Security scares seem to be coming up all too frequently for Mac users these days. First, there was the devastatingly fast hacking of a Mac thanks to a Safari exploit at PWN2OWN, and now the first-known botnet to exploit OS X appears to have been activated, according to two security researchers at Symantec. If true, it means the sense of security and superiority that so many Mac users maintain over their PC-using counterparts might be coming to an end.
The botnet is a result of users having downloaded and installed pirated copies of iWork ’09 way back around the time of its initial release. Accompanying those pirated versions was a trojan called iServices, a variant of which was also packaged with a pirated copy of Adobe Photoshop CS4. iServices remained dormant until just recently, when it was implicated in at least one Denial of Service (DoS) attack. Though the install base of the trojan is at present not large enough to pose a major threat, the researchers warn that this is likely only the beginning.
Symantec researchers suspect that software piracy will only trend upwards as the economic crisis continues, which is a very good thing for opportunistic hackers. The easiest way for them to distribute their malicious code is via pirated programs, since they aren’t QA’d or regulated in any real, consistent way. And if Macs continue to increase their presence, hackers will begin more and more to target OS X users, because it makes financial sense from their standpoint to do so.
In response to the report, network security firm McAfee, another anti-virus maker, spoke up. They claim that there’s nothing new about the iServices trojan that wasn’t already apparent and active in January, and that it represents only a low level of risk now, just as it did then.

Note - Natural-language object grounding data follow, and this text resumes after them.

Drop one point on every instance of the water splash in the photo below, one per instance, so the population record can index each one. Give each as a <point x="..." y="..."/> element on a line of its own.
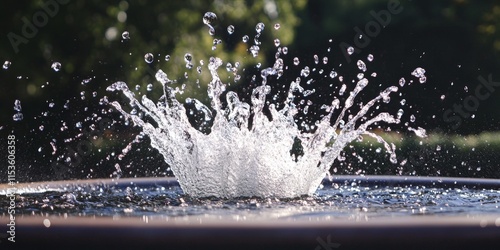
<point x="248" y="153"/>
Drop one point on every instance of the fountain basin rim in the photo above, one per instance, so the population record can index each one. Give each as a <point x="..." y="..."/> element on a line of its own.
<point x="360" y="180"/>
<point x="455" y="232"/>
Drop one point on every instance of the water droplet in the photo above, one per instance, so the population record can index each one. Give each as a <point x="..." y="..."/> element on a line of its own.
<point x="255" y="50"/>
<point x="402" y="82"/>
<point x="126" y="35"/>
<point x="149" y="58"/>
<point x="230" y="29"/>
<point x="17" y="106"/>
<point x="361" y="65"/>
<point x="209" y="18"/>
<point x="277" y="42"/>
<point x="400" y="113"/>
<point x="56" y="66"/>
<point x="422" y="79"/>
<point x="188" y="57"/>
<point x="305" y="71"/>
<point x="342" y="89"/>
<point x="350" y="50"/>
<point x="6" y="64"/>
<point x="418" y="72"/>
<point x="259" y="27"/>
<point x="17" y="117"/>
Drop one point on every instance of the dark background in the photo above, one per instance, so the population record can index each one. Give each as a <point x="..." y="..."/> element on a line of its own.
<point x="456" y="42"/>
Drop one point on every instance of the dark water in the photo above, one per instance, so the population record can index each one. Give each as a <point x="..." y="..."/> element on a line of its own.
<point x="341" y="198"/>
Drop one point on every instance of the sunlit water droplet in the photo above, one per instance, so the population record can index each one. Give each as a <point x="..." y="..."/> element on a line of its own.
<point x="208" y="19"/>
<point x="350" y="50"/>
<point x="402" y="82"/>
<point x="254" y="50"/>
<point x="125" y="35"/>
<point x="148" y="58"/>
<point x="230" y="29"/>
<point x="361" y="65"/>
<point x="56" y="66"/>
<point x="18" y="116"/>
<point x="260" y="27"/>
<point x="6" y="64"/>
<point x="296" y="61"/>
<point x="277" y="42"/>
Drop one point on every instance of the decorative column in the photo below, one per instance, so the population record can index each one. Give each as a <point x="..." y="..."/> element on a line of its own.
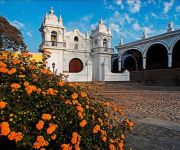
<point x="144" y="62"/>
<point x="169" y="60"/>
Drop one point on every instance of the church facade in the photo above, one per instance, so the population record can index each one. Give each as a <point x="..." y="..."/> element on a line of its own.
<point x="82" y="57"/>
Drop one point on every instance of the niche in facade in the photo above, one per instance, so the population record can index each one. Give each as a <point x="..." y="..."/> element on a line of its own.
<point x="54" y="38"/>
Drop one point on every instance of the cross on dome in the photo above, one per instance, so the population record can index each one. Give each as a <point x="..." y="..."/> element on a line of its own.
<point x="51" y="10"/>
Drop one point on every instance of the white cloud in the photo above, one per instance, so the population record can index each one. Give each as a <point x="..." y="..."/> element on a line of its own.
<point x="118" y="2"/>
<point x="2" y="2"/>
<point x="110" y="7"/>
<point x="87" y="18"/>
<point x="151" y="1"/>
<point x="154" y="15"/>
<point x="18" y="24"/>
<point x="127" y="18"/>
<point x="167" y="6"/>
<point x="134" y="5"/>
<point x="115" y="27"/>
<point x="83" y="24"/>
<point x="29" y="34"/>
<point x="178" y="9"/>
<point x="147" y="29"/>
<point x="136" y="27"/>
<point x="121" y="19"/>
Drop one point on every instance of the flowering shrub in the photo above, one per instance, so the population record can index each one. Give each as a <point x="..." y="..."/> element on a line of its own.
<point x="39" y="110"/>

In other words, they think Symantec is blowing things out of proportion. Not that they’re saying you should just relax and pretend nothing’s wrong. Far from it.
Instead, the solution offered by both the Symantec team and McAfee is the one you’d likely suspect: install anti-virus software in order to protect your computer. And it may be the best solution, although after years of running both Windows and Mac machines without any virus protection that wasn’t built into them, and with no major issues to report at this time, I’d say that safe and intelligent browsing (i.e., don’t download risky pirated files) is still your best bet for avoiding these kinds of attacks, Mac or not.